Ultimately, our statistics showed the same results between ASV and OTU data. Though the scripts proceed forward with ASV data, the OTU results can easily be obtained using the same commands and substituting in the OTU table (`otu-table-99.qza` or `otu-table-97.qza`) and OTU list (`otus-99.qza` or `otus-97.qza`) for the ASV table (`table.qza`) and ASV list (`rep-seqs.qza`).

## Align ASVs and construct tree
In this step I used MAFFT to align resulting ASVs and construct and then root a tree. This is all done in the one command provided below.

In the case where I was combining samples from multilpe sequencing runs an additional step was done prior to this to combine `rep-seqs.qza` and `table.qza` files from individual sequencing runs into a single combined `rep-seqs.qza` and `table.qza`.

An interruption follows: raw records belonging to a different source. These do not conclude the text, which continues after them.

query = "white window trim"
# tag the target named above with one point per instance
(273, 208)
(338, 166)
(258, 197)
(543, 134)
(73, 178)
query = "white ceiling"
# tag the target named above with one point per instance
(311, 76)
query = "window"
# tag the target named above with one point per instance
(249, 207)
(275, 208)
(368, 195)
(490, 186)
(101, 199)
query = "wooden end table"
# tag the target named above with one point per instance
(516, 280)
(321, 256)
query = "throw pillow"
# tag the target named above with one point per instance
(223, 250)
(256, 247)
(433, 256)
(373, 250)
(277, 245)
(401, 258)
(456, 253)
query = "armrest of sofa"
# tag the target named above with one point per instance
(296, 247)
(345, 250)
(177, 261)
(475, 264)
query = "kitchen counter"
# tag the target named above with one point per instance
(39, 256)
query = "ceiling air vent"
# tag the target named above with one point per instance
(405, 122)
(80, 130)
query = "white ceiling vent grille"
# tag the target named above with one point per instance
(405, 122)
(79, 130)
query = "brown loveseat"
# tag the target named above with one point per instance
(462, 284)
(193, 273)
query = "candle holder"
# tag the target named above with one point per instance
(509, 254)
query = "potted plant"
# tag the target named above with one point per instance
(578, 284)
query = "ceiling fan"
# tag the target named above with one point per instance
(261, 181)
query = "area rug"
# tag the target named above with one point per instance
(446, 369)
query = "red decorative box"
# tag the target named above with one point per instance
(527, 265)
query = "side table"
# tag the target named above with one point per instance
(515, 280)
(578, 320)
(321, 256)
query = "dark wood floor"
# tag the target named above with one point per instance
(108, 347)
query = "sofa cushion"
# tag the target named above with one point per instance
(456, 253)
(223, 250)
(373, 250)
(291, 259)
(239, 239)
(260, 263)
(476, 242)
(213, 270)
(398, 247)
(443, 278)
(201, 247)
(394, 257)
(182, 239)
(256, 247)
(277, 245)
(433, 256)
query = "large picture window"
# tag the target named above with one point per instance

The output from this step will be used later for diversity statistics and other analyses.

In [None]:
qiime phylogeny align-to-tree-mafft-fasttree \
--i-sequences rep-seqs.qza \
--o-alignment aligned-rep-seqs.qza \
--o-masked-alignment masked-aligned-rep-seqs.qza \
--o-tree unrooted-tree.qza \
--o-rooted-tree rooted-tree.qza

## Building and training taxonomic classifier
The next step was to construct and train a feature classifier to my target region (18S V9) using a reference database. I used the Protist Ribosomal Reference (PR2) Database v4.12.0 (https://pr2-database.org/).

The first two commands import the reference sequences (`ref-seqs.qza`) and reference taxonomy (`ref-taxonomy.qza`) into QIIME2 respectively.

In [None]:
qiime tools import \
--type 'FeatureData[Sequence]' \
--input-path /users/erinborbee/Desktop/DataAnalysis/pr2-classifier/pr2_version_4.12.0_18S_mothur.fasta \
--output-path pr2-seqs.qza

In [None]:
qiime tools import \
--type 'FeatureData[Taxonomy]' \
--input-format HeaderlessTSVTaxonomyFormat \
--input-path  /users/erinborbee/Desktop/DataAnalysis/pr2-classifier/pr2_version_4.12.0_18S_mothur.tax \
--output-path pr2-taxonomy.qza

Once reference sequences and taxonomy are imported, the next step was to extract our target region (18S V9) from the reference sequences (`ref-seqs.qza`) using our primer sequences. We did this because studies from other amplicon regions have shown to have improved taxonomic classification when using a trained classifier.

In [None]:
qiime feature-classifier extract-reads \
--i-sequences pr2-seqs.qza \
--p-f-primer TTGTACACACCGCCC \
--p-r-primer CCTTCYGCAGGTTCACCTAC \
--o-reads ref-seqs.qza

The final step in this process was to train the actual classifier, which was done using the command below.

In [None]:
qiime feature-classifier fit-classifier-naive-bayes \
--i-reference-reads ref-seqs.qza \
--i-reference-taxonomy pr2-taxonomy.qza \
--o-classifier pr2-classifier.qza

## Taxonomic assignment
Once the classifier was trained, we then assigned taxonomy to our ASVs and visualized community composition using the taxa barplot command in QIIME2.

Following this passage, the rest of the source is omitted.